Yugi suchte nach seiner Kleidung, um seine Schuppen zu bedecken, aber vermutlich war sie der Verwandlung zum Opfer gefallen. Wenigsten hatte er die Schuppen nicht im Gesicht. Vorsichtshalber tastete er in seinen Haare, ob vielleicht Slifers Gehörn auf seinem Kopf war, aber es war nichts zu entdecken. Dafür stellte er fest... "Oh nein! Ich hab einen Schwanz!"

Appi gähnte vernehmlich. "Du bist doch ein ganzer Mann, oder? Klar hast du 'nen Schwanz."

"Den meine ich doch nicht!" rief der Kleinere hastig und trat dann langsam hinter dem Wandschirm hervor. "Sieh dir das an! Die Verwandlung ist nicht ganz verschwunden..."

Appi starrte ihn mit großen Augen an. "Das ist in der Tat erstaunlich. Und dazu gehört ein Schwanz? Zeig!"

"Nein!" Yugi hielt sich entsetzt die Hände ans Gesäß. "Er ist ganz klein!"
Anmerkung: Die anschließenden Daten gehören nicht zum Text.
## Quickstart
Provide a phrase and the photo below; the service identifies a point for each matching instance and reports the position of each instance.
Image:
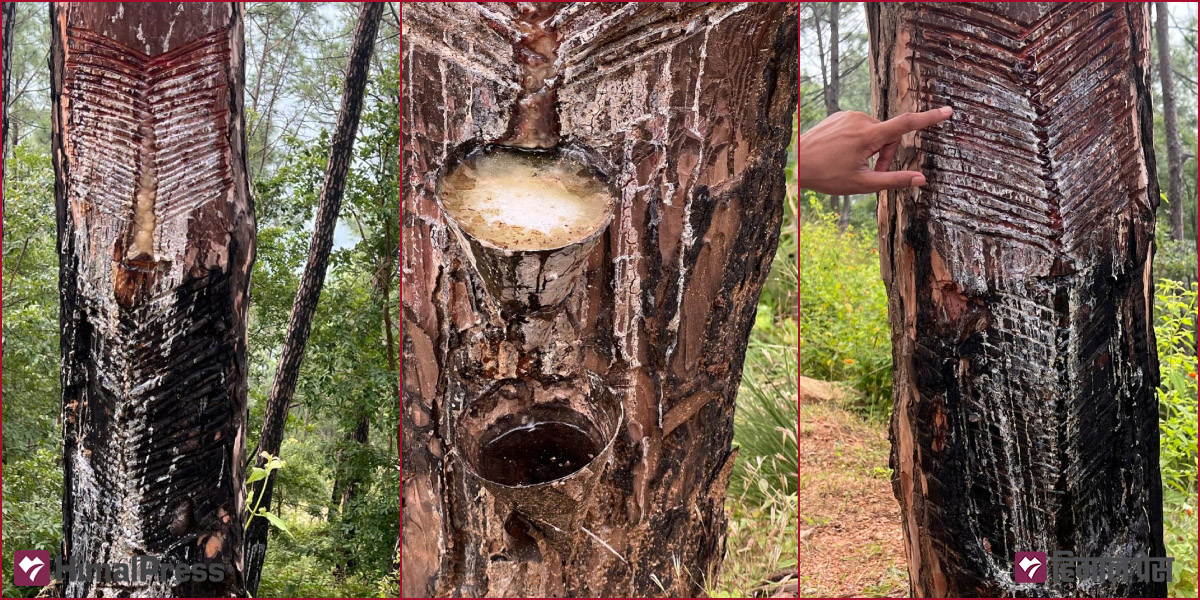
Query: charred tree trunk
(1020, 291)
(156, 239)
(690, 107)
(313, 277)
(1170, 119)
(7, 11)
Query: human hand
(834, 155)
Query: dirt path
(850, 522)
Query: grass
(762, 505)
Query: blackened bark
(312, 280)
(1170, 119)
(690, 105)
(156, 240)
(1020, 291)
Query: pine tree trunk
(691, 107)
(1170, 119)
(312, 280)
(156, 240)
(7, 11)
(1020, 291)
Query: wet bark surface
(690, 106)
(1020, 291)
(156, 239)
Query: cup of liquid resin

Doch der Blonde gab keine Ruhe und jagte Yugi durch das Zimmer, bis er ihn am Zipfel des Hemdes erwischte, das dadurch zerriss und ihm einen kurzen Einblick gewährte. Lachend ließ er dann von dem peinlich berührten Jungen ab. "So klein ist der doch gar nicht! Naja, der Drachenschwanz schon! Hahahahaaaa!"

Yugi spürte, dass all sein Blut in seinem Kopf sein musste. "Appiii! Das war gemein!" Er bedeckte sich mit den Resten des Kleidungsstücks so gut wie möglich, obwohl es darauf jetzt nicht mehr ankam. "Ähm... wo sind denn die beiden Großen hin?"
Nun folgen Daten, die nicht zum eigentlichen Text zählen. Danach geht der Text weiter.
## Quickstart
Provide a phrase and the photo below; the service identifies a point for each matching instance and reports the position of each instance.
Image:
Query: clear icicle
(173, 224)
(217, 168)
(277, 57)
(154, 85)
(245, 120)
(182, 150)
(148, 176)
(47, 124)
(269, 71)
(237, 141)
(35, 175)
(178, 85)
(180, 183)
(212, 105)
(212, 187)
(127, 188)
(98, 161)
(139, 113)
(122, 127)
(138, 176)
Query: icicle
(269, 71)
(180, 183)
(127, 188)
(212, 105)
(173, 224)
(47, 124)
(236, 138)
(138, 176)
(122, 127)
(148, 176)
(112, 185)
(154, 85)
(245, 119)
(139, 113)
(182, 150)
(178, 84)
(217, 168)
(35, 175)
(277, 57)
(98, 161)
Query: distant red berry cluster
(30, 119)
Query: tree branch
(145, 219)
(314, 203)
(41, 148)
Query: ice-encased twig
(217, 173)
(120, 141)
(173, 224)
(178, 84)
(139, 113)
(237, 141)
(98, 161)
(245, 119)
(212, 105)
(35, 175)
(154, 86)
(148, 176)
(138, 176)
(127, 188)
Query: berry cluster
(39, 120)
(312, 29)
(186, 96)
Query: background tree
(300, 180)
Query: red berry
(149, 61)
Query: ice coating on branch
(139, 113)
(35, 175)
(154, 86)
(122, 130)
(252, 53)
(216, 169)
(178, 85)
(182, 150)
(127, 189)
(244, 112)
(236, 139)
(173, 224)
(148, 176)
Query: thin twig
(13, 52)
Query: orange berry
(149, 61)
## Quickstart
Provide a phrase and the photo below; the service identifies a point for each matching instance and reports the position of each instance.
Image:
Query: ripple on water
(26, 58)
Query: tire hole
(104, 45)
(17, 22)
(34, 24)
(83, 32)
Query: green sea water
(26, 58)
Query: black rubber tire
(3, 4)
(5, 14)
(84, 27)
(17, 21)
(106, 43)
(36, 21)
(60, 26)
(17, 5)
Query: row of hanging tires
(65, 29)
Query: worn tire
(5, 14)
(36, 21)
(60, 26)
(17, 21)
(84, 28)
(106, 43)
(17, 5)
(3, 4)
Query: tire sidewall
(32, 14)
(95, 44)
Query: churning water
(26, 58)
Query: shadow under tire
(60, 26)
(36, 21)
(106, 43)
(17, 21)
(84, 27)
Appi blickte auf das leere Bett. "Nun... entweder schon auf oder... Obwohl, ist es noch derselbe Tag? Und... haben wir Exodia eigentlich besiegt?"

"Sonst wären wir wohl nicht mehr hier," vermutete Yugi. Er blickte aus dem Fenster. "Ist anscheinend gerade Abend, die Sonne muss erst vor kurzem untergegangen sein. Es ist noch hell. Lass uns nach ihnen suchen gehen. Vielleicht sind sie ja auch verletzt..."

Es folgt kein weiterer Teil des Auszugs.